Figure 5: The schematic looks nice, but is not very instructive. In addition, the model is not properly formulated (i.e. in a theoretical way) and the claims are not presented in clear connection to the presented data. How is the equatorial contractility generated in the first place (–> increased local myosin activity)? how to explain lateral cortex displacement without increase of tension (–> less connectivity in the network? Shorter filaments?) How is the higher tension along the equator generated (–>via filament alignment)?

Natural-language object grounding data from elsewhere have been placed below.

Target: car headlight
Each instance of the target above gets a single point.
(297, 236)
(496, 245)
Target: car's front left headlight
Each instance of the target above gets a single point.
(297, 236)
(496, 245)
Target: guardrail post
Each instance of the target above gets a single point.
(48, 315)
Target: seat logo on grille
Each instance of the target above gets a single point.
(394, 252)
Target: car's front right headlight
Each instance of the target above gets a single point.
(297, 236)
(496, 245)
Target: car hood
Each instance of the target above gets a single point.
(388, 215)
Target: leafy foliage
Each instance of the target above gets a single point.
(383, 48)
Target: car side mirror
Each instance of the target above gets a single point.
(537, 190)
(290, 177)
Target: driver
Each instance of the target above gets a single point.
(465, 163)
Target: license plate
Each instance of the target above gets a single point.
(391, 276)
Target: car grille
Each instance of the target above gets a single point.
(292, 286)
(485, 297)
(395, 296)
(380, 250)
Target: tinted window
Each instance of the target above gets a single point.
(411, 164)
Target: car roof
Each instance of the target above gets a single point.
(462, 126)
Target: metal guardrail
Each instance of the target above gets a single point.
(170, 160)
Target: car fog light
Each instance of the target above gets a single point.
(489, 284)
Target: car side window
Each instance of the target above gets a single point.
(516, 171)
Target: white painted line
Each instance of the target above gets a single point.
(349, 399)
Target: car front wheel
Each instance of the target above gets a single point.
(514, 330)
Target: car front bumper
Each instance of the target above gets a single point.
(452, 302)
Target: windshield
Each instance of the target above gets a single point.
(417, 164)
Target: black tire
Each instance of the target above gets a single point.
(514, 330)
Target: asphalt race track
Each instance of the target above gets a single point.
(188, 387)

We revised the model figure and rephrased the Discussion section for clarification: “In this model, the activation of myosin II at the cell equator would induce local contractility in a cortical network of randomly oriented actin filaments. Along the cell equator, each given point experiences counteracting contractile forces from neighboring regions, which would build up high levels of mechanical tension along the circumference of the cell. In the direction perpendicular to the cell equator, highly contractile equatorial cortex regions connect to neighboring regions of lower contractility, which would move towards the equator without building high levels of tension. The resulting asymmetric network deformation could explain the filament reorientation towards the direction of the cell equator, which might in turn further increase the contractile forces oriented along this direction.”

Figure 1—figure supplement 1.

The area for selected at the poles is mentioned as 16um in the figure against 10um in the text (Materials and methods section).

We used 16 μm line paths for the analyses of polar regions. We corrected the Materials and methods section accordingly.

Figure 2D and 2E

Curvature change in Figure 2D appears to reduce post 350 second. No such trend however is observed for Figure 2E for essentially the same measurement.

Figure 2D shows an example curve from a single cell, whereas Figure 2E shows the mean and s.d. of the entire dataset of 18 cells. The shaded gray area in Figure 2E (indicating s.d.) reveals a high variability in the curvature at late furrow ingression stages (>250 s), which is largely due to the variable geometry by which the two daughter cells organize relative to each other. Some sister cells move apart and then elongate their intercellular bridge, resulting in a reduction of curvature (as for the cell shown in Figure 2D). However, this variability does not affect on our analysis of SiR-actin polarization, as we only consider early stages of furrow ingression (indicated by green areas).

Figure 2F and 1G.

In Figure 2F, there appears to be no net change in normalised emission ratio, indicative of polarisation, at the poles. However, in Figure 1G, there seems to be a modest increase in normalised polarisation.

These differences might be due to the different F-actin staining methods used in the two experiments (Alexa Fluor 488-phalloidin versus SiR-actin) or the different microscope set-up. As the differences in polar actin network anisotropy are only minor, we do not think that this compromises the interpretation of our data at the cleavage furrow, which is consistent in both types of experiments.

Figure 4G.

It would be interesting to know whether the increasing movement of the network on ablation scales with increased actin alignment.

The increase in initial outward movement indeed correlates with an increase in normalized emission ratio. We now show this in a new Figure 4 panel J.